Las luces de la ciudad se prenden antes de que se ponga el sol, están encendidas por lo menos veinte minutos antes que la oscuridad comience a dilatar nuestras púpilas. Es un signo inequívoco del verano: una cierta exhuberancia, cierto exceso que podemos disfrutar por un lapso de tiempo. Sí, tiempo efímero, porque las faldas cortitas y los pareos y las tangas solo se dejan ver durante estas semanas, y luego, las piernas bronceadas y los cuerpos expuestos se esconderán en sus bufandas y jerseys contra el viento y el clima impío.
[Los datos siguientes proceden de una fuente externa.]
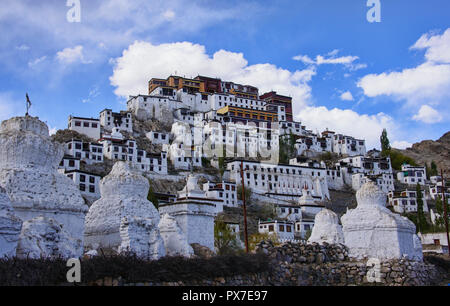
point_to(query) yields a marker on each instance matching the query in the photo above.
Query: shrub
(39, 272)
Verano. La Playa. Particularmente no me gustan las playas sobrepobladas y el abandono en la arena. Me corrijo. No me divierte la resolana, solo las tardes de ocaso, que son más prolongadas y disfrutables. Del verano prefiero la noche, calmada y fresca, como para pasear hasta la madrugada conversando con los amigos, con una cerveza en plan de refresco antes que de alcohol.
Mi amiga Gabo me dijo la vez pasada que extraña el tardor. ¿El Tardor? Sí, tardor es otoño en catalán, está haciendo un frío horrible, me dijo. ¡Genios, los catalanes! Tardor. Si es así, el verano sería el mediodía del año, yo ya quiero que caigan las hojas en el césped, yo también extraño el tardor.
El verano trae algo más que es extraño, sino anecdótico a estaa ciudad: la lluvia, a pesar de ser un evento poco visto - aquí generalmente solo garúa - la gente corre a esconderse, para no empaparse, como si la naturaleza no tuviese derecho a jugarles carnavales. Entonces, las calles quedan desiertas, y unos pocos como grillos o luciernagas salen a disfrutar del humor tibio de la tierra húmeda, y, si el ánimo da, a cantar bajo la lluvia.
Hoy, verano por la tarde, saldré a pasear, si tengo suerte lloverá.